Can anyone fill me on this? Why is it so significant?

[–] NikkiDimes@lemmy.world 39 points 1 month ago* (last edited 1 month ago) (1 children)

HTTPS certs used to be very expensive and technically complicated, making it out of reach for most smaller orgs. Let's Encrypt brought easy mass adoption and changed encryption availability on the web for everyone.

[–] dan@upvote.au 7 points 1 month ago* (last edited 1 month ago)

They also made it a open protocol (the ACME protocol), so now there's a bunch of certificate providers that implement the same protocol and thus can work with the same client apps (Certbot, acme.sh, etc). I know Sectigo and GoDaddy support ACME at least. So even if you don't use Let's Encrypt, you can still benefit from their work.

[–] EngineerGaming@feddit.nl 17 points 1 month ago (1 children)

It is the free, easy way to get an SSL cert (plus automated renewals). Without it, maybe HTTPS wouldn't have been so omnipresent.

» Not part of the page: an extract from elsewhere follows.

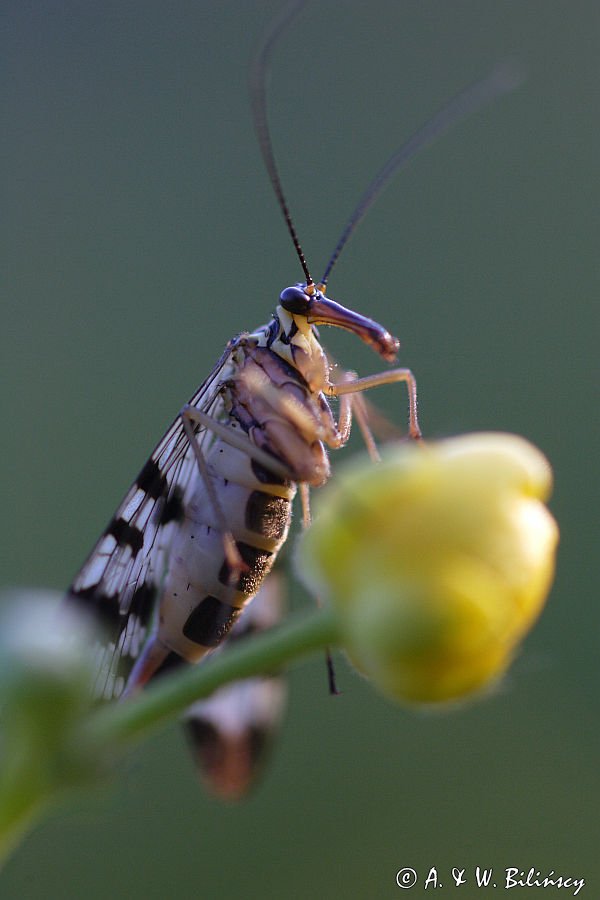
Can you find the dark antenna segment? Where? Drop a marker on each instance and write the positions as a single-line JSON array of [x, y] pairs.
[[501, 80], [258, 77]]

[–] rottingleaf@lemmy.world 2 points 1 month ago

And it shouldn't have been, SSL PKI is an intentionally rigged architecture. It's intended for nation-states to be able to abuse it.

I'd like much more some kind of overlay encryption over HTTP based on web of trust and what not. Like those distributed imageboards people were trying to make with steganography in emotion.

It's a trap. Everybody is already in it and it has already been activated, so - the discussion would be of historical interest only.